We propose that editors require a SMILES string in the manuscript for every new compound, as an additional component of the experimental data section. Although this is not a substitute for a separate structured data file (e.g. MDL SDF or structured JSON), it is easy to implement and would improve the digitalization of natural products research results by increasing structure availability and reducing error rates caused by manual re-entry of compound structures. Initiatives of some journals, such as Nature Chemical Biology,52 to collect such data and automatically submit all published structures to the PubChem database in a computer-readable format show that this is feasible.

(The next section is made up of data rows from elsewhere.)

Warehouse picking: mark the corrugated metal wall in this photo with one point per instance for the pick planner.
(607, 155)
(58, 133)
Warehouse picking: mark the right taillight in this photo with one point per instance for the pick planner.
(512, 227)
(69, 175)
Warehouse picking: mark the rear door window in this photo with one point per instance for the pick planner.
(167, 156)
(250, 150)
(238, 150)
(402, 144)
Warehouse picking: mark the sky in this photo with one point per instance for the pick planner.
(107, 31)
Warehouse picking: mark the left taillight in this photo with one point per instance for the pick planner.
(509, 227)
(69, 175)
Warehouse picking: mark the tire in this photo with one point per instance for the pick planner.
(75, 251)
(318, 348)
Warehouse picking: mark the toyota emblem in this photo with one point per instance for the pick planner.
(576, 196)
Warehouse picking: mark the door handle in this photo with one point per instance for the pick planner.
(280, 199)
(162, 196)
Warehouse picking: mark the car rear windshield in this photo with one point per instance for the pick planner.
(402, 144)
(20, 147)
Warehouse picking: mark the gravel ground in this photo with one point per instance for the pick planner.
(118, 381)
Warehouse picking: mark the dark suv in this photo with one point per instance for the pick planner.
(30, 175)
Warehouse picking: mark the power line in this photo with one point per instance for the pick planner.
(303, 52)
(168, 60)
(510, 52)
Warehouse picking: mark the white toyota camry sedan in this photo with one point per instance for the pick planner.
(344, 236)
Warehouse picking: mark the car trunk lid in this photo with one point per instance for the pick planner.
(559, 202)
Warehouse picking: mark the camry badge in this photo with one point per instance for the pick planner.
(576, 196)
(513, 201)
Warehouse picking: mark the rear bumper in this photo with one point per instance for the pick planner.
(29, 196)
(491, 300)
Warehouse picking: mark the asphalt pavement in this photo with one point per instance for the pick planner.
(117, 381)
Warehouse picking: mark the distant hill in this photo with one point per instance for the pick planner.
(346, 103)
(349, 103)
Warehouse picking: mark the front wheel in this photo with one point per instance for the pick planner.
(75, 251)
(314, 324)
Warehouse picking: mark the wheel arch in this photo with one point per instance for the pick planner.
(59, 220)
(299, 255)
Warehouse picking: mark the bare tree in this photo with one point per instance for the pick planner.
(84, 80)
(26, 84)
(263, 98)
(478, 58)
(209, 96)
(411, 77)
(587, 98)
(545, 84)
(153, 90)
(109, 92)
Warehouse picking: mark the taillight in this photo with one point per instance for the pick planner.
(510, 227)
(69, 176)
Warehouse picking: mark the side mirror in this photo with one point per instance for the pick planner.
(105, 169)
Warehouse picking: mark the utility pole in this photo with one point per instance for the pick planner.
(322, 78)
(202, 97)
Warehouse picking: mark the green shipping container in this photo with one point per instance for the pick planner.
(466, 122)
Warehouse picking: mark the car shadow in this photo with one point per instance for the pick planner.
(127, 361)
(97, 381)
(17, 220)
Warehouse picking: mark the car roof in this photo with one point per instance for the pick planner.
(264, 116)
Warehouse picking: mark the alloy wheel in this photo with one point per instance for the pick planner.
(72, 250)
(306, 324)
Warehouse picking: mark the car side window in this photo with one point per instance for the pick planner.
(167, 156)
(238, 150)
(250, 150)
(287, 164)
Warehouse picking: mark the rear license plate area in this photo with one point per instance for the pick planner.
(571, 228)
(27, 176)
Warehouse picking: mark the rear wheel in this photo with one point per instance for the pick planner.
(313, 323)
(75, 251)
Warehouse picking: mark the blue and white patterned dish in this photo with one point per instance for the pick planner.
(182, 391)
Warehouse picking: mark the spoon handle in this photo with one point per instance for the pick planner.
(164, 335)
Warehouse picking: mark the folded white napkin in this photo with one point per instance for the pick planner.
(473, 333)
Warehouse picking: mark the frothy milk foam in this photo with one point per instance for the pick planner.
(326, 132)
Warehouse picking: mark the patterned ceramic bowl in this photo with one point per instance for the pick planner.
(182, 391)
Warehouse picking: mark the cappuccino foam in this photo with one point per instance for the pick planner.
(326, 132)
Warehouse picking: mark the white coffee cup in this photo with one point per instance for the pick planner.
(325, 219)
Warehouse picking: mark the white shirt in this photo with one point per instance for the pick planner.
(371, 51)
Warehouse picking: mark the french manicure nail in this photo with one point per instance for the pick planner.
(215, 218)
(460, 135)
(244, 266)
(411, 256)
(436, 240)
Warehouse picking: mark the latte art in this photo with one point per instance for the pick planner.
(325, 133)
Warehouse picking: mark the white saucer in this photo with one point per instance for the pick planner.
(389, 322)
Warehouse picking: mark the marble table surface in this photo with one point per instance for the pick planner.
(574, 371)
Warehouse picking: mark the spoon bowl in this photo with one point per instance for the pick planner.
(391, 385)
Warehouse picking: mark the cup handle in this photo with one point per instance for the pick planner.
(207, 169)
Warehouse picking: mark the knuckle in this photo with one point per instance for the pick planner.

For BGCs the problem is sometimes even worse as, unlike chemical structures, digital representations of BGC sequences cannot be reconstructed from images in a paper. Hence, deposition of the data to a public repository is absolutely required in order to assess a scientific paper on its merits, and to reproduce and leverage these results. The fact that many journals, even highly regarded ones such as the Journal of the American Chemical Society, regularly publish papers on BGCs without the sequence being made available anywhere is highly problematic. As is the case for proteins,53 we feel that it is imperative that accession numbers to GenBank entries containing the BGC are explicitly mentioned in the paper. When a BGC is characterized from a genome sequence previously published by another research group, authors should refer to the accession number of that genome and the coordinates of the BGC within it, or at least provide locus tags of the genes or accession numbers of the encoded proteins, to allow readers and database developers to find the underlying data.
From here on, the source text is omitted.